Uroš Mitjev

Medal record

Men's canoe sprint

Representing Serbia

World U23 Championships

European U23 Championships

= Uroš Mitjev =

Serbian canoeist

Uroš Mitjev (born 23 June 1993 in Šabac) is a Serbian sprint canoer.
He is member of canoe club Zorka in Šabac.
He won three medals in 2013:
1. Silver medal on European U23 canoe sprint championship in Poznan, Poland (k2 200m)
2. Silver medal on World U23 championship in Welland, Canada (k2 200m)
3. Bronze medal on World Cup I, Szeged, Hungary (k2 200m)

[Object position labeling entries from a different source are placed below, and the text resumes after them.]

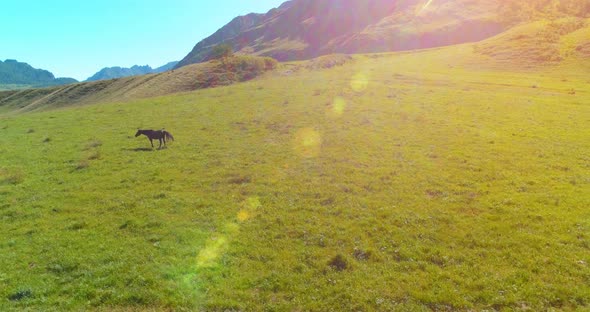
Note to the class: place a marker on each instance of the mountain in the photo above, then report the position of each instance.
(303, 29)
(188, 78)
(120, 72)
(14, 74)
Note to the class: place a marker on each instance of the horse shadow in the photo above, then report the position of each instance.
(144, 149)
(139, 149)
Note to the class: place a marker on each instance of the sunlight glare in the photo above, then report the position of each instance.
(359, 82)
(425, 6)
(308, 142)
(337, 108)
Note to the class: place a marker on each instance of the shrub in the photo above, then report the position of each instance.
(221, 51)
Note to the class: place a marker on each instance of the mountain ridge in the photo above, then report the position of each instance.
(135, 70)
(305, 29)
(15, 75)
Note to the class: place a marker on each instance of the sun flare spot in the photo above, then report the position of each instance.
(425, 6)
(359, 82)
(308, 143)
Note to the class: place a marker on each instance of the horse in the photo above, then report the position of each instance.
(161, 135)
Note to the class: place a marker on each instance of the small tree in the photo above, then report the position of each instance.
(221, 51)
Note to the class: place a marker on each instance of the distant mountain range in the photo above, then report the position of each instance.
(14, 75)
(303, 29)
(120, 72)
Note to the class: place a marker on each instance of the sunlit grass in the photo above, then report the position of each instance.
(394, 182)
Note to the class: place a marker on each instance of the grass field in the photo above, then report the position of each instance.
(411, 181)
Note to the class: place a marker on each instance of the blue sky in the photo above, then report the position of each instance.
(76, 38)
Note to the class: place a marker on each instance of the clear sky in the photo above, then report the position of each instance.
(76, 38)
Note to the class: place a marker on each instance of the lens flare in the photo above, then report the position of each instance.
(359, 82)
(424, 7)
(308, 143)
(337, 108)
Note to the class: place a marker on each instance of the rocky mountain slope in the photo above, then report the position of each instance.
(302, 29)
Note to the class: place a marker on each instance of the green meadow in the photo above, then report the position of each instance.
(393, 182)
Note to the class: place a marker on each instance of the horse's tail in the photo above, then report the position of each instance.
(168, 136)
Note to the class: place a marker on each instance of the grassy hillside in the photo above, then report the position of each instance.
(411, 182)
(189, 78)
(545, 42)
(18, 75)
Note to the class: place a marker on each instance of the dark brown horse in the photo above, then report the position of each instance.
(161, 135)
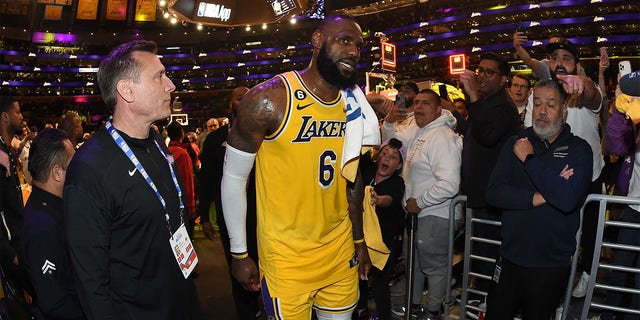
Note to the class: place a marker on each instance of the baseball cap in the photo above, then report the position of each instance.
(630, 84)
(563, 44)
(409, 84)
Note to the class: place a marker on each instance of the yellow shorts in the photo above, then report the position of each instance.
(337, 298)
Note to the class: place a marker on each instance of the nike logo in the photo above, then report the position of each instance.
(299, 107)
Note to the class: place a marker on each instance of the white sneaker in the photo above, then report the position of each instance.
(559, 311)
(581, 288)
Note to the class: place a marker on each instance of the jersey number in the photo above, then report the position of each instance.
(327, 170)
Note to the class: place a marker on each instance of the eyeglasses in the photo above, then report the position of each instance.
(520, 86)
(486, 72)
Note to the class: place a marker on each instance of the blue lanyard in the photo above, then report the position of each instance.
(129, 153)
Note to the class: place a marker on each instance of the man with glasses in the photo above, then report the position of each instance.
(493, 118)
(519, 91)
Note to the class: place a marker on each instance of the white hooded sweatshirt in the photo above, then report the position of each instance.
(432, 168)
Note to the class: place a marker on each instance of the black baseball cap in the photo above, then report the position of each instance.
(409, 84)
(630, 84)
(563, 44)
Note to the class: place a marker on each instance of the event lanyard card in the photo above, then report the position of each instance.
(183, 251)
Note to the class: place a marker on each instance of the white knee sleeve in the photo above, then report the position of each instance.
(333, 316)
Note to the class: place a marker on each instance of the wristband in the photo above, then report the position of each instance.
(239, 256)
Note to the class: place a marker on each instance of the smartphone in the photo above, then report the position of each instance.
(624, 67)
(401, 99)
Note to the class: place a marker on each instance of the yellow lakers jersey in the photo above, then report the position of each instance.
(304, 231)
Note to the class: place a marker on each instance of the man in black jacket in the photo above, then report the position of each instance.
(44, 244)
(540, 181)
(493, 117)
(123, 206)
(11, 202)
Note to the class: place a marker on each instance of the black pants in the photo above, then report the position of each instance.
(485, 249)
(380, 289)
(537, 292)
(590, 225)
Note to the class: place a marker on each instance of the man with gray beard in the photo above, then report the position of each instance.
(540, 181)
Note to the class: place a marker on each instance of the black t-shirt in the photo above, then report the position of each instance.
(391, 219)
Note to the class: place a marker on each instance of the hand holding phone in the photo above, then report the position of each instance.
(624, 67)
(401, 101)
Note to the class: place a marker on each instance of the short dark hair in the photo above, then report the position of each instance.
(503, 65)
(435, 95)
(47, 150)
(6, 102)
(175, 131)
(397, 144)
(523, 77)
(554, 84)
(332, 18)
(118, 65)
(460, 100)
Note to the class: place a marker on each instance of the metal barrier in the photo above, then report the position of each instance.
(592, 285)
(452, 230)
(468, 256)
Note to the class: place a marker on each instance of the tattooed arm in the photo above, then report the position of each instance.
(260, 113)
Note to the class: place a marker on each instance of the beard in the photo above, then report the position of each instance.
(562, 70)
(329, 71)
(549, 131)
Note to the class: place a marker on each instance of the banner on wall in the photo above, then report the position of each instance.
(87, 10)
(52, 12)
(116, 9)
(146, 10)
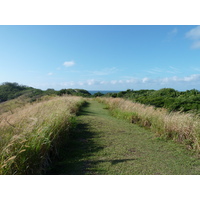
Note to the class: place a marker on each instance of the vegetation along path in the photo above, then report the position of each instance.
(102, 144)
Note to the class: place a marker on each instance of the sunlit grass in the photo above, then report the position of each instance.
(181, 127)
(30, 135)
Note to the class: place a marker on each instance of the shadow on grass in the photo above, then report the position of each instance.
(74, 155)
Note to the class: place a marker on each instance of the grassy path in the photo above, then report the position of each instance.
(102, 144)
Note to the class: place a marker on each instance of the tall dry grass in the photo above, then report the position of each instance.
(30, 135)
(181, 127)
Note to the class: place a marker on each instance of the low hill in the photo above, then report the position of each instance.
(9, 91)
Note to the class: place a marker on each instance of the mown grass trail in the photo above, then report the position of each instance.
(102, 144)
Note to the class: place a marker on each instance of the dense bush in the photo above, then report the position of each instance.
(168, 98)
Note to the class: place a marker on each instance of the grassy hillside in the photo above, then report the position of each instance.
(171, 99)
(30, 135)
(9, 91)
(180, 127)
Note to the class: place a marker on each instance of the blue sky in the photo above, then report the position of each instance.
(101, 57)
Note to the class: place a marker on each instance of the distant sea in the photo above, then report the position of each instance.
(102, 91)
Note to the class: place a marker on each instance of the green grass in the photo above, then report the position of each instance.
(102, 144)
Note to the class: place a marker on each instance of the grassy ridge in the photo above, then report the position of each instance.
(30, 135)
(180, 127)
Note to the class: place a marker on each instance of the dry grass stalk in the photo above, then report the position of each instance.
(28, 133)
(181, 127)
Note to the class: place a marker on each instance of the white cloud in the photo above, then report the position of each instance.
(173, 32)
(104, 72)
(187, 82)
(50, 74)
(69, 63)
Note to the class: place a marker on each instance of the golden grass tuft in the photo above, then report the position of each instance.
(29, 134)
(181, 127)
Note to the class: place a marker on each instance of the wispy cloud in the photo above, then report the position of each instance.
(173, 32)
(194, 34)
(168, 70)
(139, 82)
(50, 74)
(104, 72)
(69, 63)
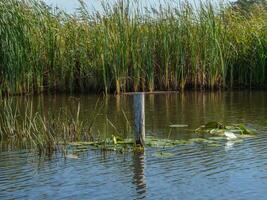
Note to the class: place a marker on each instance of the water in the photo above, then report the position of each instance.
(196, 171)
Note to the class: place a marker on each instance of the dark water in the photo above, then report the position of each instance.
(196, 171)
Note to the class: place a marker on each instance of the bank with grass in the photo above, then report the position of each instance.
(127, 48)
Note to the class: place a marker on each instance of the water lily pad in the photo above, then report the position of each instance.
(72, 156)
(161, 154)
(178, 126)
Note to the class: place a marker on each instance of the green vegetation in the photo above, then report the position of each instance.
(122, 49)
(48, 131)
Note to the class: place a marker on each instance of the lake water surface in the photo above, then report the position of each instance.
(230, 170)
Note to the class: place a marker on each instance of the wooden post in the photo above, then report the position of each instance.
(139, 119)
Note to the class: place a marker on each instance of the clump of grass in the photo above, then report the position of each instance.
(44, 131)
(128, 48)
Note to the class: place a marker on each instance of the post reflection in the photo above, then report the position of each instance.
(139, 174)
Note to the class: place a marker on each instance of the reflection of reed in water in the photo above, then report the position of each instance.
(138, 174)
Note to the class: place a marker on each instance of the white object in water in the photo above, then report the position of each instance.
(230, 135)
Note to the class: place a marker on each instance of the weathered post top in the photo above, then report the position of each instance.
(139, 118)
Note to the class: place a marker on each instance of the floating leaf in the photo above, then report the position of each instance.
(72, 156)
(178, 126)
(161, 154)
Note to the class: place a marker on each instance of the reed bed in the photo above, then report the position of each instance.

He's partner is Nebojša Grujić (1991), also member of canoe sprint club Zorka from Šabac. They have been competing together since 2012, and they first results were:
1. 1st and gold medal on International Regata Piestany, Slovakia in k2 200m U23
2. 1st place in B final on European U23 canoe sprint championship in Montemor-O-Velho, Portugal
3. 1st place and gold medal in State Championship in Backa Palanka, Serbia in K2 200m

Mitjev is 185 cm tall and weighs 83 kg. He currently lives in Novi Sad and he is also student of medical faculty in University of Novi Sad.